Читать книгу Van Slaaf tot Vorst: Historisch Romantische Schets uit de Geschiedenis van Java - Van Java Melati - Страница 5

I. IN HET DAL VAN TJI-KENDOEL.

Оглавление

Inhoudsopgave

Het jaar 1684 was nog slechts enkele weken oud.

De laatste schaduwen van den dag vielen neer op het rotsachtige dal, waardoor de Tji-Kendoel, een kleine rivier, die aan den voet van den Preangerreus, den Gedeh, ontspringt—haar wateren wringt; de hooge bergtoppen alleen schitterden nog in kopergloed; maar in het dal heerschte reeds duisternis. Bij het verdwijnen der zon stak een hevige wind op, die de rotswanden deed daveren en dikke, zwarte wolken in onstuimige vaart door het luchtruim joeg; nu eens bleven zij rusten op de gekartelde ribben en ruggen van den berg, dan verduisterden zij het stuk met sterren bezaaiden hemel dat het dal overspande; het werd daar duisterder en duisterder, de laatste zonnestralen, die de wolkenmassa’s nog vermochten te doorboren, verglommen in dreigend zwart. Met nog donkerder schaduwen daar in zijn breede lendenen, waar de kraters en afgronden gaapten, stond de bergreus te midden van de lagere toppen, als een koning tusschen zijn hofhouding.

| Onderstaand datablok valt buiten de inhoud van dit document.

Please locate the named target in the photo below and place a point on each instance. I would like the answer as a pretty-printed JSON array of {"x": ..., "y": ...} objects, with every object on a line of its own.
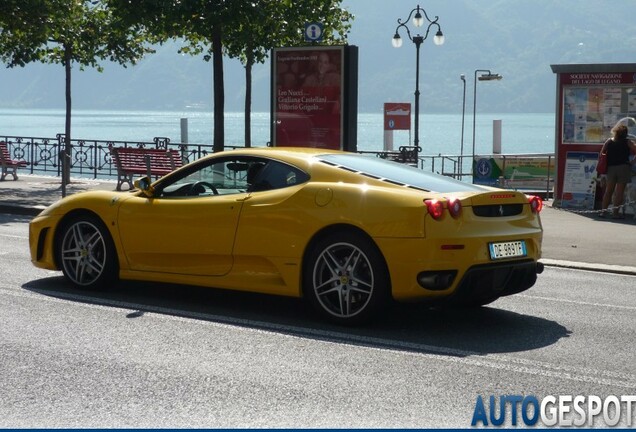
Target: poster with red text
[{"x": 307, "y": 97}]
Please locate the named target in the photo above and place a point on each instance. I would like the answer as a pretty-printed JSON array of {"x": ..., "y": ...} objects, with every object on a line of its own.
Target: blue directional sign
[{"x": 313, "y": 32}]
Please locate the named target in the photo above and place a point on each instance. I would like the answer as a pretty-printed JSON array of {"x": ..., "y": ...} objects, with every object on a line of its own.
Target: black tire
[
  {"x": 86, "y": 254},
  {"x": 345, "y": 278}
]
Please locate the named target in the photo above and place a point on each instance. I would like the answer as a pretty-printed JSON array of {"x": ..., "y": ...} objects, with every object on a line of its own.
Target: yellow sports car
[{"x": 347, "y": 232}]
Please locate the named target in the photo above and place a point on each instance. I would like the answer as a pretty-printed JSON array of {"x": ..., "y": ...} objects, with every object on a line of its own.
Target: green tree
[
  {"x": 66, "y": 32},
  {"x": 237, "y": 28}
]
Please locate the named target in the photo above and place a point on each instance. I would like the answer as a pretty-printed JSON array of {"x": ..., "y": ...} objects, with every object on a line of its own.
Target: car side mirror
[{"x": 143, "y": 184}]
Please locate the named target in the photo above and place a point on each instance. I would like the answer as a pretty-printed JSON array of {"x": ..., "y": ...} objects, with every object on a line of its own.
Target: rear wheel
[
  {"x": 346, "y": 279},
  {"x": 86, "y": 253}
]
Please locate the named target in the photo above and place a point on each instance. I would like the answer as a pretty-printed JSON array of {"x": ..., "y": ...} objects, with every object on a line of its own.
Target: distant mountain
[{"x": 515, "y": 38}]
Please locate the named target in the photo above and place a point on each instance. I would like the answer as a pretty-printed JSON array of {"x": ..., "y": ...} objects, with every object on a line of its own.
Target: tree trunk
[
  {"x": 66, "y": 155},
  {"x": 248, "y": 100},
  {"x": 219, "y": 95}
]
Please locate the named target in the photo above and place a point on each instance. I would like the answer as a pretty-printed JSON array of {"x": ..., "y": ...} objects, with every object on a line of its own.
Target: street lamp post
[
  {"x": 487, "y": 75},
  {"x": 418, "y": 21}
]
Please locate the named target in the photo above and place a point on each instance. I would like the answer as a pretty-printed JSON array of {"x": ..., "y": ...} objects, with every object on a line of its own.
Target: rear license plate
[{"x": 507, "y": 249}]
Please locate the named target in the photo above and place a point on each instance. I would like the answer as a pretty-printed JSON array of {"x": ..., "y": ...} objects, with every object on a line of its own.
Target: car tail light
[
  {"x": 536, "y": 203},
  {"x": 435, "y": 208},
  {"x": 454, "y": 207}
]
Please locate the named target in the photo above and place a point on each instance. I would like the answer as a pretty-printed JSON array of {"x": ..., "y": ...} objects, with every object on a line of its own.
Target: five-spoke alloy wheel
[
  {"x": 86, "y": 254},
  {"x": 346, "y": 279}
]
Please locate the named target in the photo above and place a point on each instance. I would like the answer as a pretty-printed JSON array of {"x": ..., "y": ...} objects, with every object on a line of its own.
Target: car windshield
[{"x": 395, "y": 172}]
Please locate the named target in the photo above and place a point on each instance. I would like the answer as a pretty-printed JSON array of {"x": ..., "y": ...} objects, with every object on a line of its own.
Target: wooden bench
[
  {"x": 8, "y": 163},
  {"x": 131, "y": 161}
]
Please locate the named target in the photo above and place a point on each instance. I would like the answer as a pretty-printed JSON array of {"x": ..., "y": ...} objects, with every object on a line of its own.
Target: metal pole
[
  {"x": 461, "y": 151},
  {"x": 418, "y": 41},
  {"x": 472, "y": 161}
]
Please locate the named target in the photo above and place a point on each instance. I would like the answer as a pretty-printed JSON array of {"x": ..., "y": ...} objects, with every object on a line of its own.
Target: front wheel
[
  {"x": 346, "y": 279},
  {"x": 86, "y": 253}
]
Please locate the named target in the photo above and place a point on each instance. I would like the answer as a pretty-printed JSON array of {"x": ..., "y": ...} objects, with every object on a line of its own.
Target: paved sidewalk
[{"x": 576, "y": 240}]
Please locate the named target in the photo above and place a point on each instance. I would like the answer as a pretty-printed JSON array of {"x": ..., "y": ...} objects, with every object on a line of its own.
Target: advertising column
[
  {"x": 591, "y": 100},
  {"x": 309, "y": 101}
]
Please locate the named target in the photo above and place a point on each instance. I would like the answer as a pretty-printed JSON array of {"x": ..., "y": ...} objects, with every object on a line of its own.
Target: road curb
[
  {"x": 607, "y": 268},
  {"x": 20, "y": 209}
]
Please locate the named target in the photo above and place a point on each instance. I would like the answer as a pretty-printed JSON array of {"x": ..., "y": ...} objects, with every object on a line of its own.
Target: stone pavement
[{"x": 574, "y": 240}]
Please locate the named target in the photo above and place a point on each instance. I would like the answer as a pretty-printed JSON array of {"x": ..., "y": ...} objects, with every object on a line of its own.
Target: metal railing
[{"x": 92, "y": 159}]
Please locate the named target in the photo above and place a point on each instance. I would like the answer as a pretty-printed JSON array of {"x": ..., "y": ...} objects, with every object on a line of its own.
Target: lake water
[{"x": 439, "y": 133}]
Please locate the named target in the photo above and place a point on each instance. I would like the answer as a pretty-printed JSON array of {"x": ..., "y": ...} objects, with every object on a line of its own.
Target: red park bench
[
  {"x": 8, "y": 163},
  {"x": 132, "y": 161}
]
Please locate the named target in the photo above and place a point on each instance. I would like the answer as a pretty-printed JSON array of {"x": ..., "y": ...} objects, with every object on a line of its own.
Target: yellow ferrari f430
[{"x": 347, "y": 232}]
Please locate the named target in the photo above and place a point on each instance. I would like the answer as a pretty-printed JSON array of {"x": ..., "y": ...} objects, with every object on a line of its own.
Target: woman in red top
[{"x": 619, "y": 171}]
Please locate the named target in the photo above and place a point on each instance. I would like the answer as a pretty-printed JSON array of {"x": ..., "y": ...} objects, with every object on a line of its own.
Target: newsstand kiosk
[{"x": 590, "y": 100}]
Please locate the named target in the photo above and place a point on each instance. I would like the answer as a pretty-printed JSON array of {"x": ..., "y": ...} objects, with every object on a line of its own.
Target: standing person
[{"x": 619, "y": 171}]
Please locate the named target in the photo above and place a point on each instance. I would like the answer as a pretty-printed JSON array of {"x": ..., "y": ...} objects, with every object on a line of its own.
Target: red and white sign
[{"x": 397, "y": 116}]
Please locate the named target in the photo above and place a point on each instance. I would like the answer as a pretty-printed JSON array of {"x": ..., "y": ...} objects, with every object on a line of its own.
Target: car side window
[
  {"x": 219, "y": 177},
  {"x": 276, "y": 175}
]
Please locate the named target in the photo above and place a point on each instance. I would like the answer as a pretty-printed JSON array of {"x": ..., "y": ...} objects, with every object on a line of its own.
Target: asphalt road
[{"x": 148, "y": 355}]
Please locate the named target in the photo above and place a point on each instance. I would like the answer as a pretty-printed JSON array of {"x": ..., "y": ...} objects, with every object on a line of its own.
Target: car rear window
[{"x": 396, "y": 173}]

Geen wonder, dat de bewoners van den omtrek in hem het versteende beeld vereerden van den laatsten vorst, die over het roemvolle koninkrijk van Pandjajaran had geregeerd, de vorst, die eenmaal weer tot het leven zou terugkeeren om aan zijn rijk de verdwenen grootheid terug te geven; daar verheft zich immers [2]de Pangerango zijn bedehuis, ginds steekt zijn paleis de hemelhooge tinnen opwaarts, hier op de kratervlakte bevindt zich zijn wapenplein, de bosschen aan zijn voet, dat is het statiekleed waarop zijn koninginnen rusten.

Soms echter zijn er oogenblikken dat de geheele ontzagwekkende massa voor het oog verdwijnt en zich schijnt op te lossen in den donkeren nacht; dan alleen als de wolken vaneenscheuren, werpen de sterren hun valen glans naar omlaag. Dat licht glijdt zachtkens over het graniet van den Gedeh en een spottende geest, der duisternis gelijk, grijnst de reus in het verschiet; donderslagen vermengen zich met het doffe gerommel dat uit zijn ingewanden opstijgt als een ontzettende schaterlach; nu en dan krijscht een nachtvogel of beantwoordt het brullen van een verscheurend dier dat zich een prooi bemachtigde, den wanhoopskreet van zijn slachtoffer.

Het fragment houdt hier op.